Friday’s Second Circuit ruling affirms Baer’s earlier decision, but the panel chose to apply Morrison differently. The per curium decision by Judges Pierre Leval, Robert Sack, and Peter Hall points out that it’s directed at a very specific set of facts: The swaps in question were executed in the U.S., but they referenced wholly foreign securities. The plaintiffs claimed securities fraud based on allegedly misleading statements by Porsche, a German company, concerning the stock of Volkswagen, another German company, whose stocks both trade on foreign exchanges. Porsche didn’t participate in any of the hedge funds’ swap agreements. The underlying conduct is subject to investigations by German authorities, and, as we previously reported, many of the hedge funds are litigating against Porsche in German courts.

“The relevant actions in this case are so predominantly German as to compel the conclusion that the complaints fail to invoke [the U.S. securities law] in a manner consistent with the presumption against extraterritoriality,” the panel wrote. In a concurring opinion, Judge Leval noted that the judges did not rely on “any single factor or bright-line rule” in coming to their decision. The panel remanded the case to the district court to consider allowing the plaintiffs to file amended complaints in line with the decision.

Giuffra told us Friday that the decision was a big win for Porsche.

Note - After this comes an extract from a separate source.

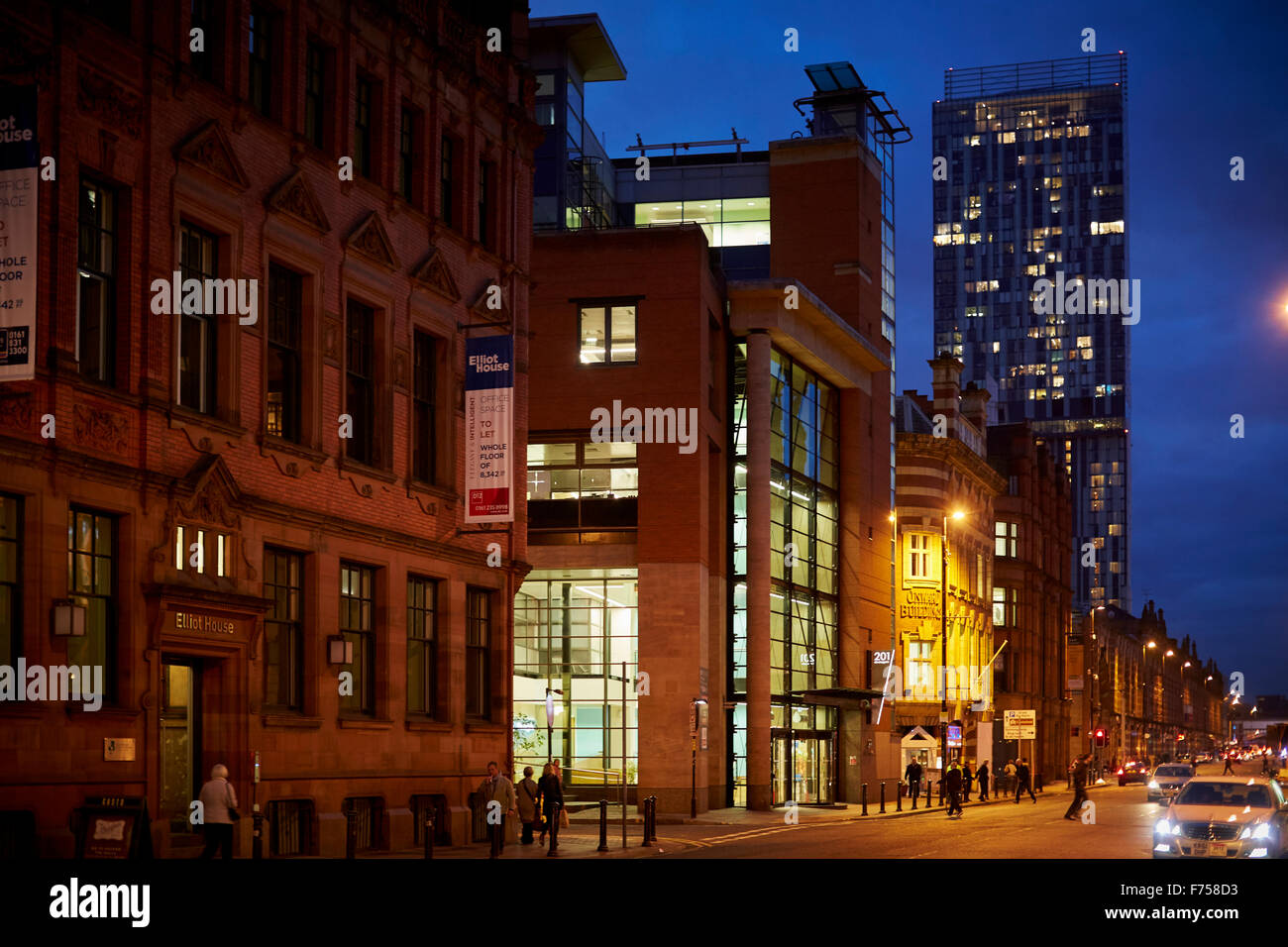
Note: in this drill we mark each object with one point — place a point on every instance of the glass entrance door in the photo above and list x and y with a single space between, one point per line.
180 741
803 768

“This decision should put an end to all of the U.S. litigation against Porsche,” he said. “Based on the reasoning of this decision, we don’t see how plaintiffs can plead a valid U.S. securities fraud claim.”

Bartlit Beck Herman Palenchar & Scott’s J.B. Heaton III, who argued the case at the Second Circuit on behalf of the hedge funds, didn’t immediately respond to requests for comment. Other plaintiffs firms representing the funds include Quinn Emanuel Urquhart & Sullivan, Kleinberg, Kaplan, Wolff & Cohen, Grant & Eisenhofer and Lowenstein Sandler.

Quinn Emanuel’s Marc Greenwald, who represents hedge funds Parkcentral Global Hub Limited and Seneca Capital LP, said his clients are gratified that the Second Circuit offered them a chance to file an amended complaint. “Our clients will be weighing the facts and considering whether to do so,” he said.

Grant & Eisenhofer’s James Sabella, who represents Black Diamond Offshore Ltd., said his client is considering its next steps.

Lawyers from Skadden, Arps, Slate Meagher, & Flom and Simpson Thacher & Bartlett represented Porsche’s former CEO Wendelin Wiedeking and former vice president of finance Holger Haerter, respectively.